One of the greatest complexities associated with SMD’s is that while the active ingredient of a chemical drug is well characterized, the active component is usually part of a large macromolecule. The macromolecule is usually a modification of a biological component that may be well characterized (Zhao, Ren, & Wang, 2012).
The production process of biologics is more complex and difficult to scale up from the laboratories hence; it tends to yield small quantities (America's Biopharmaceutical Research Companies, 2013). Biologics have relatively low stability and require controlled physical conditions such as light and temperature. The liquid form has more potential for degradation if shaken; their structure is destroyed. This high sensitivity makes them more difficult to produce than SMD's (Amgen, 2014). Characterizing the biological macromolecules is complicated by the fact that they have a range of identical components in the molecules, the surface proteins, and folding patterns vary widely.
Biologics are produced through genetic engineering in a process that involves gene identification, cloning, and protein expression. DNA is isolated from human cells and inserted into bacteria or yeast. The role played by the protein in the disease process is established through cell-based bioassays. The cell line exhibiting most potential is identified and grown in bioreactors through careful monitoring techniques. The biological drug is then isolated and purified by means of advanced techniques (Amgen, 2014).
Stepping up this laboratory process is a challenge as it requires strict control of variability to maintain quality standards. This process requires approximately 250 in-process tests to ensure stability, safety and efficacy while SMD’s require about 50 chemical tests to test for identity and purity (Pharmacy Practice News, 2013). Changing the manufacturing process presents significant challenges since construction and validation of the new set of facilities is costly and time consuming. This is because the sensitivity of cells requires highly specialized and complex aseptic processes, storage and testing
Attempts to produce the proteins consistently are largely affected by interruptions in the manufacturing process (Zhao, Ren, & Wang, 2012). These interruptions not only compromise the safety and quality of the end product, they also delay supply of urgent medicines. The manufacturers have to put risk measures in place to ensure a continuous process and consistent drug supply.
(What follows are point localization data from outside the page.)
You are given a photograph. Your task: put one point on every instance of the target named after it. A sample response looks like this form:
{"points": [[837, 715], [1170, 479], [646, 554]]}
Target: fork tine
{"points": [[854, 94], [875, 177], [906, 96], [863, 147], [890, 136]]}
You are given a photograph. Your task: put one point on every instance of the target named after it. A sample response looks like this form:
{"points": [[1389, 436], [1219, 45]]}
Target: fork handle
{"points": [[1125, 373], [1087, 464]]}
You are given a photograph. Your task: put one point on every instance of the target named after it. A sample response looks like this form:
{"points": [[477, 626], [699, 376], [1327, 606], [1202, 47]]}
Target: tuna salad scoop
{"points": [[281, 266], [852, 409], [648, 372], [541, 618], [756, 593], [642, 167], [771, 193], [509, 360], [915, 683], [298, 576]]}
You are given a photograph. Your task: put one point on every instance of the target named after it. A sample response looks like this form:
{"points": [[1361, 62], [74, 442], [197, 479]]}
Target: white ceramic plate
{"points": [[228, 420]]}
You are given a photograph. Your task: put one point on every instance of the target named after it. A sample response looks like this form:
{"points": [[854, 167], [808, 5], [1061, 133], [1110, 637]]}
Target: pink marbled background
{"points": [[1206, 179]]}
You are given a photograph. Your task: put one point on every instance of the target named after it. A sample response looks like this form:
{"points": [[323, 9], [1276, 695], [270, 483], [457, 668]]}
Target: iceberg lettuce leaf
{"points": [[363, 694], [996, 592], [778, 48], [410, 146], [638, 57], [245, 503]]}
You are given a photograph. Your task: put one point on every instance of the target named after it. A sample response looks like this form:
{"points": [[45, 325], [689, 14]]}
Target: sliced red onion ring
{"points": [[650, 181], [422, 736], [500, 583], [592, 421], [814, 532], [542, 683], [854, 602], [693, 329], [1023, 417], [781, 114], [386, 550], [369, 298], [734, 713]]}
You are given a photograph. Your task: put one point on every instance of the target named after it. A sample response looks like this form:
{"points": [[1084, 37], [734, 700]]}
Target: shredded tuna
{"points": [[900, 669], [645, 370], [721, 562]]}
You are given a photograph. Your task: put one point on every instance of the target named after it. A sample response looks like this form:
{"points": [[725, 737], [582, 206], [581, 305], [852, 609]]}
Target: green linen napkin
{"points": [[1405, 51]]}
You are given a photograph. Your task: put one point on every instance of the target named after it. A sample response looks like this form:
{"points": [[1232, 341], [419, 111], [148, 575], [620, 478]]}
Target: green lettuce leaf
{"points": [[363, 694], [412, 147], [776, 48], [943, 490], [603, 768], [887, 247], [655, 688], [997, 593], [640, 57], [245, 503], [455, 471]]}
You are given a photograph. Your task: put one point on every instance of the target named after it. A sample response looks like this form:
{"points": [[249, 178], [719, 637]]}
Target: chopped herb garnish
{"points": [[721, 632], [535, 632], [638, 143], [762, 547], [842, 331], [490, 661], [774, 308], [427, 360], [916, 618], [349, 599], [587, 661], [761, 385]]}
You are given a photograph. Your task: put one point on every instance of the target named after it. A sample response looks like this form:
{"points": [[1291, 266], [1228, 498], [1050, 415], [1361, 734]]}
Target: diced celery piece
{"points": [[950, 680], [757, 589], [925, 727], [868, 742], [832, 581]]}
While small molecule drugs require clinical trials, large molecules undergo pretreatment genetic testing eliminating the need for clinical studies. Moreover, the studies would be wasteful since biologics are not targeted to heterogeneous populations (Amgen, 2014).
Reference List
America's Biopharmaceutical Research Companies. (2013). Medicines in Development: Biologics Research Promises to Bolster the Future of Medicine. Pharma Research, Progress, Hope.
Amgen. (2014, March). Retrieved from Amgen Website: http://www.amgen.com/pdfs/misc/Biologics_and_Biosimilars_Overview.pdf
Morrow, T. (2004, September). Defining the Difference: What Makes Biologics Unique. Retrieved from NCBI Website: http://www.ncbi.nlm.nih.gov/pmc/articles/PMC3564302/pdf/bh0104024.pdf
Pharmacy Practice News. (2013). Understanding Key Differences Between Biosimilars and Small Molecule Generics. McMahon Publishers.
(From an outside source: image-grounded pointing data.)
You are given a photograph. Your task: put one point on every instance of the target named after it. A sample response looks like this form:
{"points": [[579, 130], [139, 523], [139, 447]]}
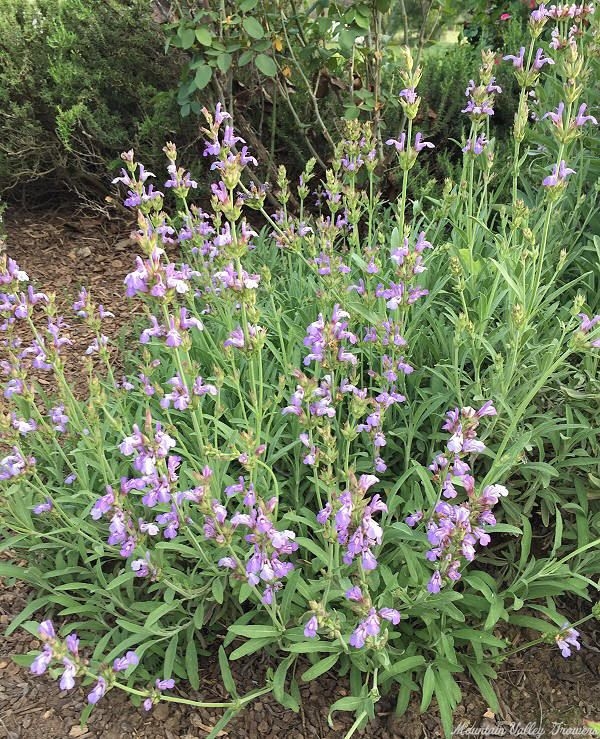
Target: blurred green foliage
{"points": [[80, 82]]}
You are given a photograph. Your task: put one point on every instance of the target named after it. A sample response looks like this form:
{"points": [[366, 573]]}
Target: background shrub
{"points": [[79, 82]]}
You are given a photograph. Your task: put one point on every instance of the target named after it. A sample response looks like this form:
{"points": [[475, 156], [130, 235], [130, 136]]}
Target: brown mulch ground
{"points": [[535, 689]]}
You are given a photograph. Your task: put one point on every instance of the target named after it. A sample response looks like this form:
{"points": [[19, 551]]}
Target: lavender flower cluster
{"points": [[454, 531], [66, 653]]}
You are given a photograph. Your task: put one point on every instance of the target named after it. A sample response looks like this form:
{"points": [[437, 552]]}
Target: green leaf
{"points": [[322, 666], [251, 646], [253, 27], [170, 654], [245, 57], [313, 548], [120, 579], [224, 61], [266, 65], [485, 688], [204, 36], [226, 675], [280, 675], [191, 662], [428, 688], [187, 37], [29, 609], [159, 612], [255, 632], [307, 647], [349, 703], [218, 589], [403, 665], [203, 76]]}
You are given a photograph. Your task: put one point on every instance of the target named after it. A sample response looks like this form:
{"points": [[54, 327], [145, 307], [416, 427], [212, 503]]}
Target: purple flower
{"points": [[72, 643], [123, 663], [581, 118], [41, 662], [390, 614], [97, 692], [420, 144], [67, 680], [587, 323], [566, 639], [518, 60], [558, 176], [312, 625], [165, 684], [435, 583], [46, 631], [540, 60], [398, 143], [354, 593], [414, 518], [556, 116]]}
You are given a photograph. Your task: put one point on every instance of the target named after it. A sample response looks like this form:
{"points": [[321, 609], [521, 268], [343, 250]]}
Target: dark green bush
{"points": [[79, 82]]}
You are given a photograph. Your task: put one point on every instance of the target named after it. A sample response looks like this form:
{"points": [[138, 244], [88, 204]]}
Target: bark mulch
{"points": [[540, 693]]}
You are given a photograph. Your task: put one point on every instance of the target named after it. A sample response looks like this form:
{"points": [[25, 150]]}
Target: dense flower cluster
{"points": [[352, 519], [66, 653], [453, 531]]}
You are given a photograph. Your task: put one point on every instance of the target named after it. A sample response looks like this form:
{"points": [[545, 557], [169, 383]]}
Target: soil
{"points": [[540, 692]]}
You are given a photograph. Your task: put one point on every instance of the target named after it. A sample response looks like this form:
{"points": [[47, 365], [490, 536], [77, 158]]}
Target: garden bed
{"points": [[537, 688]]}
Prueksaritanont, T., & Tang, C. (2012). ADME of Biologics-What Have We Learned From Small Molecules. AAPS Journal, 410-415.
Rozek, R. (2013). Economic Aspects of Small and Large Molecule Pharmaceutical Technologies. Advanced Economic and Business, 258-269.
Zhao, L., Ren, T.-h., & Wang, D. (2012). Clinical Pharmacology Considerations in Biologics Development. Acta Pharmacologica Sinica, 1339-1347.